I tu dochodzę do wniosków o których od dawna wiem, ale czasami zdarza mi się zapominać. Mądrość, banał – ale bardzo prawdziwy. Coś co słyszeliście wiele razy z ust nawet tych, którzy o świecie wiedzą niewiele.

W życiu nie jest ważne to czy obudzę się jutro wyspany, albo czy dokończę dzisiaj pisać nowy tekst. Nieistotne jest czy kupię dziecku nowszą zabawkę, albo grę na konsolę. Istotne jest jak wiele możemy dzięki tym rzeczom przeżyć. Przeżycia budują wspomnienia. A wspomnienia są dla nas nauczycielami, których warto w życiu słuchać. Wspomnienia stanowią jedyny bagaż, który nosimy zawsze przy sobie.

Jeszcze nigdy nie zdarzyło się tak, żeby siedzenia na kanapie przysporzyło jakichś wielkich wyjątkowych wspomnień. Jeśli jesteś rodzicem, a tym bardziej rodzicem mającym wolny czas, to masz ułatwioną drogę. Sposoby na wygenerowanie u dzieci dobrych wspomnień są łatwe. Serio. Dzieciaki nie potrzebuję wielkich rzeczy.

Nawet z banalnego wyjścia na plac zabaw, może wyniknąć piękne wspomnienie. Po drodze na plac możecie udawać, że Ty jesteś złym potworem, a córka księżniczką. Możecie po drodze pokonywać potwory, którymi stanie się każdy napotkany śmietnik. Jak już dotrzecie na plac zabaw, to okaże się, że zjeżdżanie ze zjeżdżalni zapadnie dziecku w pamięć i to właśnie to wspomnienie, będzie jednym z milszych w jego życiu. Przez jego pryzmat będzie Cię oceniało.

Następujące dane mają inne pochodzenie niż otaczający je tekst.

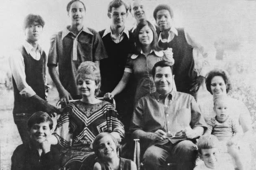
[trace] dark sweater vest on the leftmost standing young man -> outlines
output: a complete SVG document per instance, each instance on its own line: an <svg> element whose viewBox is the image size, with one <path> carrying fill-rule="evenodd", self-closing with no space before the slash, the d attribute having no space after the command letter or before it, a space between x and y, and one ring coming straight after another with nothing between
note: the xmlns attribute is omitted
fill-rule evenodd
<svg viewBox="0 0 256 170"><path fill-rule="evenodd" d="M40 57L40 60L35 60L30 54L26 52L26 49L22 46L20 49L24 58L26 82L35 91L35 93L46 100L45 87L43 79L43 62L46 58L46 53ZM20 95L20 91L17 89L16 82L13 78L13 92L14 92L14 107L13 114L15 113L34 113L41 111L41 107L35 104L30 98L23 98Z"/></svg>

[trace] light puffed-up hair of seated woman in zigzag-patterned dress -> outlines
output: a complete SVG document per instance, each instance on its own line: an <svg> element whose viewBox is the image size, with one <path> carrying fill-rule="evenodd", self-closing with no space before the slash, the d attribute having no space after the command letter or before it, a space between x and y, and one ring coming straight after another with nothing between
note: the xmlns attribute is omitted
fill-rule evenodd
<svg viewBox="0 0 256 170"><path fill-rule="evenodd" d="M76 85L78 85L78 80L82 79L91 79L95 81L95 84L98 85L98 88L95 89L95 96L97 96L100 92L100 70L93 62L82 62L78 67L76 74Z"/></svg>

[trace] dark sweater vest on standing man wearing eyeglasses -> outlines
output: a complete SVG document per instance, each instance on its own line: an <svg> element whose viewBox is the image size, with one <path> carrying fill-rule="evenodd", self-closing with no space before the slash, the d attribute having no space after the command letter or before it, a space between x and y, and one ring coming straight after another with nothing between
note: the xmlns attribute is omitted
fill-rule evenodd
<svg viewBox="0 0 256 170"><path fill-rule="evenodd" d="M100 36L105 30L99 32ZM100 60L100 73L102 78L101 90L111 92L121 80L129 53L135 51L134 39L129 32L129 39L125 35L120 43L115 43L111 34L102 38L108 58Z"/></svg>

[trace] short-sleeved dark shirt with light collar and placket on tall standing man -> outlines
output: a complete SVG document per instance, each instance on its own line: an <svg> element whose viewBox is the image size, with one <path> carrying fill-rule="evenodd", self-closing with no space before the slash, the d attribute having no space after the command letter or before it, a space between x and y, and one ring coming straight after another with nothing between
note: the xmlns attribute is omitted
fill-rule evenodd
<svg viewBox="0 0 256 170"><path fill-rule="evenodd" d="M85 61L100 61L107 58L107 54L98 32L83 27L75 36L69 28L52 36L48 66L59 66L61 84L75 98L79 95L75 81L78 66Z"/></svg>

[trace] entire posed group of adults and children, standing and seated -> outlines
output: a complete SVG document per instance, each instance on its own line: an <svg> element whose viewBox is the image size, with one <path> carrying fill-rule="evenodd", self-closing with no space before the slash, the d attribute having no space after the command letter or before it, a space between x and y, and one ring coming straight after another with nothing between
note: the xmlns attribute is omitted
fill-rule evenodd
<svg viewBox="0 0 256 170"><path fill-rule="evenodd" d="M12 170L247 170L251 120L245 105L228 97L228 74L206 75L204 66L198 72L193 48L207 60L206 48L174 27L169 5L154 9L156 25L144 5L112 0L111 24L96 32L84 25L85 4L70 1L71 24L52 36L48 57L38 44L44 20L25 18L26 40L9 59L13 117L23 142ZM136 20L130 30L129 11ZM47 66L63 109L46 101ZM199 105L204 79L213 99ZM114 98L116 107L98 97ZM130 160L132 139L140 139L143 165ZM203 161L196 165L198 155Z"/></svg>

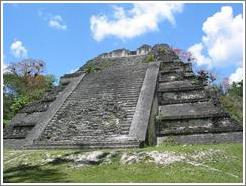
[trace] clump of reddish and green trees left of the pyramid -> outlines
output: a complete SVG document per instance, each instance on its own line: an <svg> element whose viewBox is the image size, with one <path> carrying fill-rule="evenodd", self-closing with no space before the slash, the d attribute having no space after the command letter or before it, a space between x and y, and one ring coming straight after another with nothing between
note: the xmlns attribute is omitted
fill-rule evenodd
<svg viewBox="0 0 246 186"><path fill-rule="evenodd" d="M12 63L3 74L3 114L10 120L26 104L40 99L53 87L55 78L44 75L45 63L42 60L24 59Z"/></svg>

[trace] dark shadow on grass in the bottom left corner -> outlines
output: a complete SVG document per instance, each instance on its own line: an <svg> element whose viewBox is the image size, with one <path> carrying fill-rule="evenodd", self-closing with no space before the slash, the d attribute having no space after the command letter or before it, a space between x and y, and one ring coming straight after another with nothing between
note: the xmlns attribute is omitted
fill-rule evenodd
<svg viewBox="0 0 246 186"><path fill-rule="evenodd" d="M55 183L71 182L66 174L47 166L19 165L3 172L4 183Z"/></svg>

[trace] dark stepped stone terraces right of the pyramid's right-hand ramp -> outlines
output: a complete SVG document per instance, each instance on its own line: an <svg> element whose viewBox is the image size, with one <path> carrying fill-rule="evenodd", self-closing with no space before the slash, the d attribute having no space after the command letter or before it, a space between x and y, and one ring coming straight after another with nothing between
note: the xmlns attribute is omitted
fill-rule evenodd
<svg viewBox="0 0 246 186"><path fill-rule="evenodd" d="M216 105L191 64L162 62L158 81L157 143L242 140L242 126Z"/></svg>

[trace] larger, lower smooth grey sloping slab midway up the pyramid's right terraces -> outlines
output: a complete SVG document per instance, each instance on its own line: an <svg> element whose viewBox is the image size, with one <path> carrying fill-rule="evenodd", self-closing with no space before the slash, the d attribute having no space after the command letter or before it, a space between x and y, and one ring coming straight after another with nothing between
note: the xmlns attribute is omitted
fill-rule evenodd
<svg viewBox="0 0 246 186"><path fill-rule="evenodd" d="M224 115L220 108L212 102L181 103L159 106L159 118L167 119L190 119L206 118Z"/></svg>

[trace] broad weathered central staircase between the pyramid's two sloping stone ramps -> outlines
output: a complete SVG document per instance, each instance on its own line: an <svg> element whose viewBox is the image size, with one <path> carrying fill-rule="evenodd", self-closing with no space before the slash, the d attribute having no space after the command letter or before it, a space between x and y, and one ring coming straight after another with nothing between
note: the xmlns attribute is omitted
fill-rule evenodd
<svg viewBox="0 0 246 186"><path fill-rule="evenodd" d="M148 64L87 74L34 142L36 147L138 147L128 136Z"/></svg>

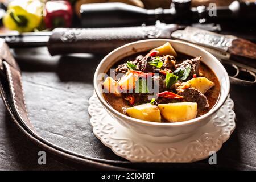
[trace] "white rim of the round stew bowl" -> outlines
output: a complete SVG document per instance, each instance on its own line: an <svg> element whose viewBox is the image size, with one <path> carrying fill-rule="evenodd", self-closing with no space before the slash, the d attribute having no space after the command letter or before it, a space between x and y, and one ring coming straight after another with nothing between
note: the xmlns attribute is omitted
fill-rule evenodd
<svg viewBox="0 0 256 182"><path fill-rule="evenodd" d="M170 123L150 122L150 121L144 121L144 120L141 120L141 119L132 118L132 117L129 117L128 115L119 113L112 106L110 106L108 104L108 102L105 101L104 97L101 96L100 90L98 89L98 85L97 85L97 77L98 77L98 74L99 74L98 72L99 72L102 64L105 63L105 61L108 59L108 57L110 55L113 55L113 53L118 52L120 49L122 49L124 47L133 46L134 44L138 44L138 43L142 43L142 42L155 42L155 41L156 42L158 42L158 41L161 41L161 42L166 41L166 42L181 43L181 44L185 44L187 46L191 46L191 47L194 47L196 49L199 49L200 51L203 51L204 53L207 53L212 58L212 60L214 60L217 63L218 67L221 68L222 71L224 72L225 79L227 81L227 85L226 85L226 88L225 88L226 93L225 92L224 93L220 93L220 94L225 94L223 96L224 98L222 100L220 100L220 96L219 96L218 100L217 100L216 104L213 106L213 108L210 109L208 111L208 113L206 113L204 115L201 115L200 117L197 117L197 118L194 118L194 119L190 119L188 121L170 122ZM196 46L195 44L191 44L191 43L184 42L184 41L181 41L181 40L172 40L172 39L146 39L146 40L138 40L138 41L135 41L135 42L131 42L131 43L125 44L125 45L123 45L121 47L118 47L118 48L114 49L112 52L108 53L108 55L106 55L100 61L100 63L98 64L98 66L96 68L96 71L94 73L94 78L93 78L93 86L94 86L94 90L96 92L96 96L100 100L101 104L104 105L104 107L106 109L108 109L110 111L110 113L113 113L114 115L117 115L117 117L119 117L119 118L122 118L122 119L124 119L126 121L135 122L135 123L139 123L139 124L147 125L147 126L174 126L174 127L176 126L176 127L178 127L178 126L192 125L193 123L203 121L205 118L207 118L210 115L216 113L220 109L220 107L224 104L224 102L226 101L226 99L229 96L230 80L229 80L228 73L226 72L226 70L225 70L224 66L221 64L221 62L215 56L213 56L211 53L209 53L208 51L206 51L205 49L203 49L203 48L201 48L199 46ZM221 86L221 84L220 84L220 86Z"/></svg>

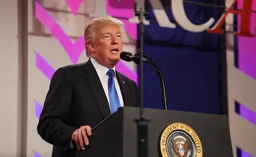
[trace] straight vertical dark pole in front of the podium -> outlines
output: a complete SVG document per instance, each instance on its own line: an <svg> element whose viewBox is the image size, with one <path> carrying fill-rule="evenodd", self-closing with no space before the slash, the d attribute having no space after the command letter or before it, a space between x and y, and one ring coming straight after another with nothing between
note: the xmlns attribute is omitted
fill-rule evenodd
<svg viewBox="0 0 256 157"><path fill-rule="evenodd" d="M139 33L140 33L140 49L143 51L144 49L144 16L148 15L147 7L140 6L139 10L137 10L137 3L134 2L134 14L138 16L139 23ZM143 60L143 53L140 53L140 60ZM140 117L136 120L137 122L137 155L138 157L148 157L148 123L149 119L145 117L143 110L143 73L144 73L144 65L143 62L140 62Z"/></svg>

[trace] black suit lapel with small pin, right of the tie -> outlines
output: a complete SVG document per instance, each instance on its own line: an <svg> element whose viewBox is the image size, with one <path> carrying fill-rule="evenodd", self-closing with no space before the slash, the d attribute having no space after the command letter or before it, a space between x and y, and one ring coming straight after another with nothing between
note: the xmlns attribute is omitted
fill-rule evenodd
<svg viewBox="0 0 256 157"><path fill-rule="evenodd" d="M122 76L116 72L116 79L118 79L118 83L120 86L120 90L122 92L122 97L123 97L123 105L124 106L130 106L130 101L129 101L129 88L127 88L127 85L125 81L123 80Z"/></svg>

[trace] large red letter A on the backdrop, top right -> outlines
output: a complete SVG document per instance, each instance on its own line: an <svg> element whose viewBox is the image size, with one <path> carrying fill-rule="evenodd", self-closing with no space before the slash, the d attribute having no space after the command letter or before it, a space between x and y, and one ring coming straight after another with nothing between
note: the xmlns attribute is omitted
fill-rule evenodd
<svg viewBox="0 0 256 157"><path fill-rule="evenodd" d="M221 16L219 21L215 24L215 26L212 28L209 28L209 30L207 30L209 33L223 34L223 30L221 30L221 26L227 16L227 14L234 13L237 15L241 15L240 31L238 33L235 33L234 35L253 37L253 34L251 34L251 32L250 32L251 10L252 10L252 6L253 6L253 0L244 0L242 10L233 10L235 3L237 3L237 0L234 0L232 5L229 7L229 9L225 13L223 13L223 15Z"/></svg>

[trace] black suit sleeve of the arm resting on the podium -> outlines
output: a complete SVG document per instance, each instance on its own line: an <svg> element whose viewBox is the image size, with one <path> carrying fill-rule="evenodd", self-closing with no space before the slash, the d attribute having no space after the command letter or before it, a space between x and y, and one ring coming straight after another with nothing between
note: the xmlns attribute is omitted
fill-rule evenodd
<svg viewBox="0 0 256 157"><path fill-rule="evenodd" d="M71 85L66 70L56 70L37 126L38 134L43 140L64 151L70 149L72 134L77 129L67 125L72 108Z"/></svg>

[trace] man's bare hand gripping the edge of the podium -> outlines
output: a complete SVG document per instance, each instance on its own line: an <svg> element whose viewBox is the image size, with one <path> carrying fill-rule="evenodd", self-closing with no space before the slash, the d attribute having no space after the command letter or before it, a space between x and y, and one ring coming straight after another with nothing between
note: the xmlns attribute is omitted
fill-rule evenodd
<svg viewBox="0 0 256 157"><path fill-rule="evenodd" d="M89 145L88 136L91 135L90 126L81 126L72 134L72 140L76 142L79 151L86 149L84 144Z"/></svg>

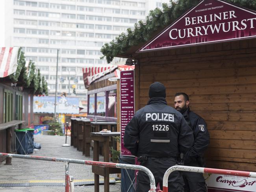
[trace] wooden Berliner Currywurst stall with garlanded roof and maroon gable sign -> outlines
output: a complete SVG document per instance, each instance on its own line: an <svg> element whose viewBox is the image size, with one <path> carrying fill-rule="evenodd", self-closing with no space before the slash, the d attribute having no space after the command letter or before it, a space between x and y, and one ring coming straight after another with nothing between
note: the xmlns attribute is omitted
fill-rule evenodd
<svg viewBox="0 0 256 192"><path fill-rule="evenodd" d="M183 1L173 3L173 7L181 6L180 2ZM206 120L210 132L210 146L205 154L207 167L256 171L256 7L247 5L254 9L249 10L217 0L187 3L186 6L183 4L185 7L178 9L183 10L182 17L171 15L173 23L169 22L170 26L163 30L164 24L159 24L158 30L152 33L146 31L150 33L150 39L156 35L150 41L142 40L141 37L138 40L140 43L122 47L126 48L126 52L118 52L115 46L110 45L103 47L102 53L105 53L109 61L114 56L133 59L136 110L147 105L148 87L155 81L165 85L168 105L174 106L176 92L186 92L189 95L191 110ZM191 8L192 5L195 7ZM128 30L126 36L121 34L117 42L121 44L123 41L129 41L128 39L135 39L137 36L134 34L141 31L145 33L147 27L156 28L152 24L154 19L163 17L165 9L171 12L173 7L168 9L163 6L162 13L157 16L155 13L158 12L155 10L155 15L147 17L147 24L135 24L135 30ZM212 7L215 7L214 10ZM198 10L202 13L198 13ZM209 13L204 12L206 10ZM212 36L202 33L201 35L199 30L197 33L190 33L190 37L188 35L187 39L185 38L186 41L178 38L177 28L180 27L182 31L184 28L202 28L203 25L207 26L204 24L206 20L203 22L204 15L215 16L215 13L226 20L217 19L216 16L217 21L209 20L207 24L220 26L219 23L237 23L237 28L230 30L230 39L225 39L226 33L222 31L223 33L213 34L217 37L211 40ZM225 18L221 14L231 15ZM240 18L241 16L243 18ZM243 22L246 22L247 28L242 28L241 19L245 19ZM141 27L136 28L138 25ZM171 31L172 29L174 31ZM171 40L170 35L173 35ZM218 42L218 38L225 40ZM109 57L112 51L118 54Z"/></svg>

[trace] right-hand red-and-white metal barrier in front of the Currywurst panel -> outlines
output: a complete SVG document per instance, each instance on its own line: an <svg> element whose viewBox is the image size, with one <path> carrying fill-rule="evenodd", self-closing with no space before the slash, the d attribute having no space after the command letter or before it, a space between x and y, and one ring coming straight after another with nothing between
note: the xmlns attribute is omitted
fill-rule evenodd
<svg viewBox="0 0 256 192"><path fill-rule="evenodd" d="M256 178L256 172L246 172L246 171L235 171L235 170L225 170L225 169L213 169L204 167L192 167L192 166L181 166L175 165L166 170L163 176L163 190L158 190L158 192L168 192L168 177L174 171L186 171L186 172L197 172L197 173L209 173L209 174L222 174L222 175L235 175L242 177L254 177Z"/></svg>

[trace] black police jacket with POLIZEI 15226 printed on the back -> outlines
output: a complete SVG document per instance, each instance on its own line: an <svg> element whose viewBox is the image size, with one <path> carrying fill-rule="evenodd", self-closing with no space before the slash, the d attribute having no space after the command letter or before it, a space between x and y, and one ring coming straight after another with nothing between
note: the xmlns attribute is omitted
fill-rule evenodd
<svg viewBox="0 0 256 192"><path fill-rule="evenodd" d="M193 143L193 131L182 114L162 97L151 98L136 111L124 132L124 147L135 156L177 157Z"/></svg>

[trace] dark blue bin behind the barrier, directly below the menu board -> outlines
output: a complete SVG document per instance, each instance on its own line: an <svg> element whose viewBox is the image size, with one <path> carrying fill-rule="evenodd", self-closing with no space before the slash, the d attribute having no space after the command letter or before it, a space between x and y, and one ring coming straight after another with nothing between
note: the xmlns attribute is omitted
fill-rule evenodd
<svg viewBox="0 0 256 192"><path fill-rule="evenodd" d="M124 164L135 164L134 157L120 156L119 162ZM135 191L135 170L121 169L121 191Z"/></svg>

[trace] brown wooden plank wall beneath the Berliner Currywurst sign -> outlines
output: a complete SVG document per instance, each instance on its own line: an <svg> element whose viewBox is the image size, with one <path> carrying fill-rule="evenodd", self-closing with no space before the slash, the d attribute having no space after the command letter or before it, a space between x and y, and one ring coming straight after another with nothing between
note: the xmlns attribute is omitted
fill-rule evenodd
<svg viewBox="0 0 256 192"><path fill-rule="evenodd" d="M256 38L138 56L139 106L154 81L166 86L167 103L186 92L191 110L210 132L207 166L256 171Z"/></svg>

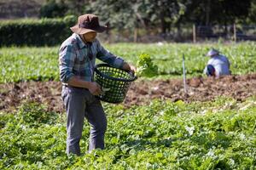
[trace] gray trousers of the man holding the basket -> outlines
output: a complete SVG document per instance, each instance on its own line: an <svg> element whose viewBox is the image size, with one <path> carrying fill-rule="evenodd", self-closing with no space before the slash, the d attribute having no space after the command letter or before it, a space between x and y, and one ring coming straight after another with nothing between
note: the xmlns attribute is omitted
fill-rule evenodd
<svg viewBox="0 0 256 170"><path fill-rule="evenodd" d="M89 151L104 149L104 134L107 129L107 118L101 101L85 88L63 86L61 98L67 112L67 155L80 155L79 141L82 137L84 117L90 123Z"/></svg>

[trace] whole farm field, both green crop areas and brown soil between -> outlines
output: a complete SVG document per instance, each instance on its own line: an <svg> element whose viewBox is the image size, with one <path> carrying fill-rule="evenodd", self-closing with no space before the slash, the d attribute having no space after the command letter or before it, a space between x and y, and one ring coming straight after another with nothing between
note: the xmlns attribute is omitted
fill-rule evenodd
<svg viewBox="0 0 256 170"><path fill-rule="evenodd" d="M58 47L0 48L0 169L256 169L255 43L105 47L134 65L148 54L159 72L139 77L124 103L102 103L105 150L87 153L84 121L82 156L65 153ZM212 47L230 59L232 76L202 75Z"/></svg>

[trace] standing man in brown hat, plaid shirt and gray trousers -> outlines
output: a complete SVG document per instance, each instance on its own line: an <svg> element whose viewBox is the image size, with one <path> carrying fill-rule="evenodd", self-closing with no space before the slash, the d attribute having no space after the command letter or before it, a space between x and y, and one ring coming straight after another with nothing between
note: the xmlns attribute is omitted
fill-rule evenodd
<svg viewBox="0 0 256 170"><path fill-rule="evenodd" d="M61 98L67 112L67 155L79 156L84 117L91 126L89 152L104 149L107 119L100 100L96 99L102 93L93 80L96 58L125 71L134 72L135 67L102 47L96 35L107 26L100 26L95 14L79 16L77 25L70 29L73 34L61 44L59 52Z"/></svg>

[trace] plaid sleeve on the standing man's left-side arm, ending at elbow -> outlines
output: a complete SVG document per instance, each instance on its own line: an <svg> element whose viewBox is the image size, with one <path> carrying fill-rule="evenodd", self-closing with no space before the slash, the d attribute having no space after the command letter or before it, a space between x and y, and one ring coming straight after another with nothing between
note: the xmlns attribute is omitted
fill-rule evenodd
<svg viewBox="0 0 256 170"><path fill-rule="evenodd" d="M75 51L73 45L67 45L60 48L59 68L61 82L67 83L73 77L73 65L75 61Z"/></svg>

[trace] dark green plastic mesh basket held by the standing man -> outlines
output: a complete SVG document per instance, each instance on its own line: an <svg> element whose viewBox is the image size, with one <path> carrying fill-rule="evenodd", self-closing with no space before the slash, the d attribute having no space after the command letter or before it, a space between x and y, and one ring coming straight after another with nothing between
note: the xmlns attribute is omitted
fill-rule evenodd
<svg viewBox="0 0 256 170"><path fill-rule="evenodd" d="M103 91L97 98L108 103L121 103L125 99L131 82L136 79L137 77L131 73L108 64L96 65L95 81L101 85Z"/></svg>

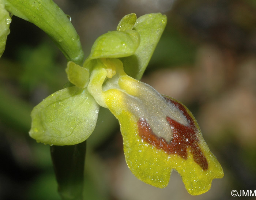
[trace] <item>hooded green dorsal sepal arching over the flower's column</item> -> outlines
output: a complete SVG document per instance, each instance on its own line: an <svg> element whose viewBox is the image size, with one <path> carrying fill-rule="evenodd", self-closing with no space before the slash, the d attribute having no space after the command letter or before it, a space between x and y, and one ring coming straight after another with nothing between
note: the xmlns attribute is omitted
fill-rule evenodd
<svg viewBox="0 0 256 200"><path fill-rule="evenodd" d="M119 58L131 56L140 43L137 31L111 31L98 37L94 42L87 61L98 58ZM87 62L86 62L87 63Z"/></svg>

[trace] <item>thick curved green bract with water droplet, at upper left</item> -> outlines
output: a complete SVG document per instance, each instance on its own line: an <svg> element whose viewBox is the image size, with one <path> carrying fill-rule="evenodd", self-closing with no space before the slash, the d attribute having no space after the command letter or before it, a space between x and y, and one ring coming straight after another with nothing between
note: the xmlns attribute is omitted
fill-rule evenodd
<svg viewBox="0 0 256 200"><path fill-rule="evenodd" d="M67 60L83 63L84 53L75 28L52 0L1 0L5 9L45 31Z"/></svg>

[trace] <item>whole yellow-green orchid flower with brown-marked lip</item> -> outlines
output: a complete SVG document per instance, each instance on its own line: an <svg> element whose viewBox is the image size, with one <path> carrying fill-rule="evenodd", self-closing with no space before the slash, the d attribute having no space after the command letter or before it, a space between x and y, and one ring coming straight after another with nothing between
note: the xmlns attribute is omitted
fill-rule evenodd
<svg viewBox="0 0 256 200"><path fill-rule="evenodd" d="M50 145L81 143L93 132L99 107L106 107L119 121L127 165L139 180L164 188L175 169L190 194L209 190L223 170L195 118L181 102L137 80L165 25L162 14L126 15L117 31L95 41L83 66L69 61L73 86L34 107L30 136Z"/></svg>

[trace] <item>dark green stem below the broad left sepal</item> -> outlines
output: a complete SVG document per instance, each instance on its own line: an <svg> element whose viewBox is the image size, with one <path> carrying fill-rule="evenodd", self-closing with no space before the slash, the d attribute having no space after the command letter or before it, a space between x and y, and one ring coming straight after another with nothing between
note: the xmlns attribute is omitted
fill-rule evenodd
<svg viewBox="0 0 256 200"><path fill-rule="evenodd" d="M82 200L86 141L72 146L52 146L50 151L61 198Z"/></svg>

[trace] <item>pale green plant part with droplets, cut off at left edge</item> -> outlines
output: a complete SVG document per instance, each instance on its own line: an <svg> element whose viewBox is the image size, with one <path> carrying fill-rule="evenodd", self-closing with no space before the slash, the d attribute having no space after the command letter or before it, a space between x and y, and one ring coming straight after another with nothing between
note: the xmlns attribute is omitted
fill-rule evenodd
<svg viewBox="0 0 256 200"><path fill-rule="evenodd" d="M10 33L11 21L9 13L4 9L4 5L0 3L0 57L4 53L7 35Z"/></svg>

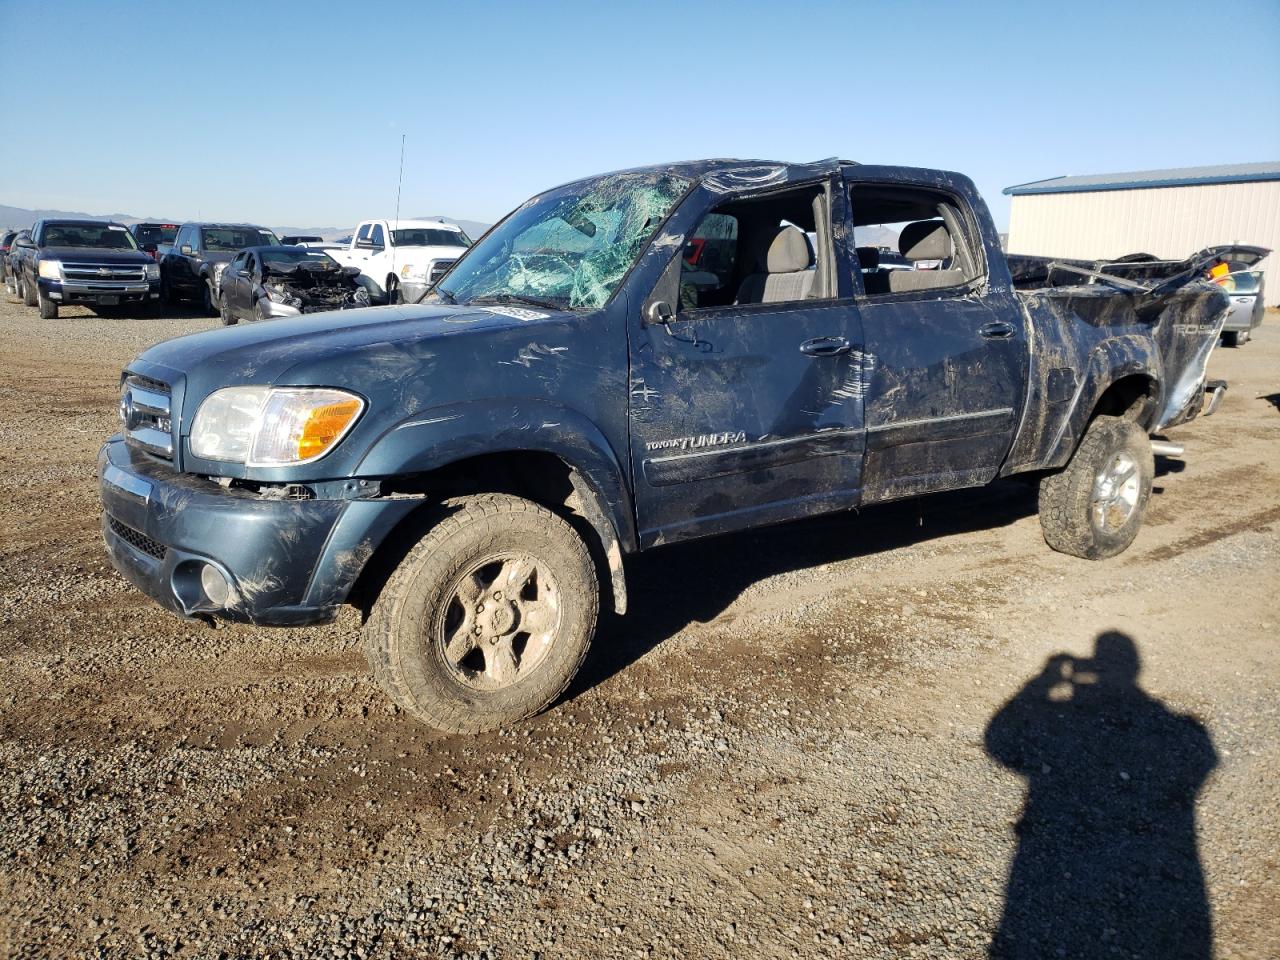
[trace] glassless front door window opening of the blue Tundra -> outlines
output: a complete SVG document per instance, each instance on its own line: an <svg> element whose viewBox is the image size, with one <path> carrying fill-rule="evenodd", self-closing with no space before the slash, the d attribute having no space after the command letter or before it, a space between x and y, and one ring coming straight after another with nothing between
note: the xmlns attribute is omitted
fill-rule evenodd
<svg viewBox="0 0 1280 960"><path fill-rule="evenodd" d="M822 184L722 204L685 242L681 308L829 300L829 223Z"/></svg>

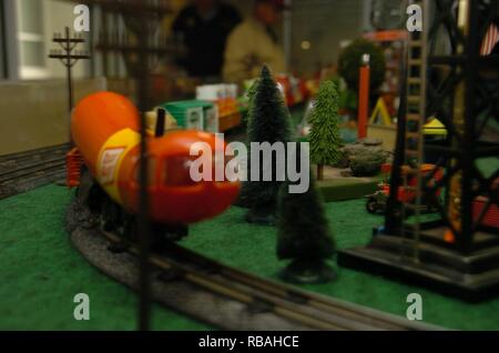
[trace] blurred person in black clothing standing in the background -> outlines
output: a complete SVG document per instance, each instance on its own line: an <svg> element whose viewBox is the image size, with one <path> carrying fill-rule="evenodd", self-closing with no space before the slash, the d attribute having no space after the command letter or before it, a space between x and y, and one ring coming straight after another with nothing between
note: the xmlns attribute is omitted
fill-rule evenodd
<svg viewBox="0 0 499 353"><path fill-rule="evenodd" d="M179 64L190 75L220 80L227 36L241 21L240 13L220 0L192 0L173 22L174 36L187 50Z"/></svg>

Tata w pracyTata w pracy Kamil Polny

To co nam wydaje się mało istotne, a nawet nieważne, dla dziecka może być całym światem. Dlatego nie denerwuję się już, że moja gwiazda budzi się w nocy. Super. To kolejna nowa szansa na porozmawianie z nią. Za dnia się prawie nie widzimy. Czasami wracam do domu jak ona już śpi. Akceptuję jej niepodporządkowanie. Dzięki niemu ja sam mam nowe wspomnienia do kolekcji. Jedyne w swoim rodzaju.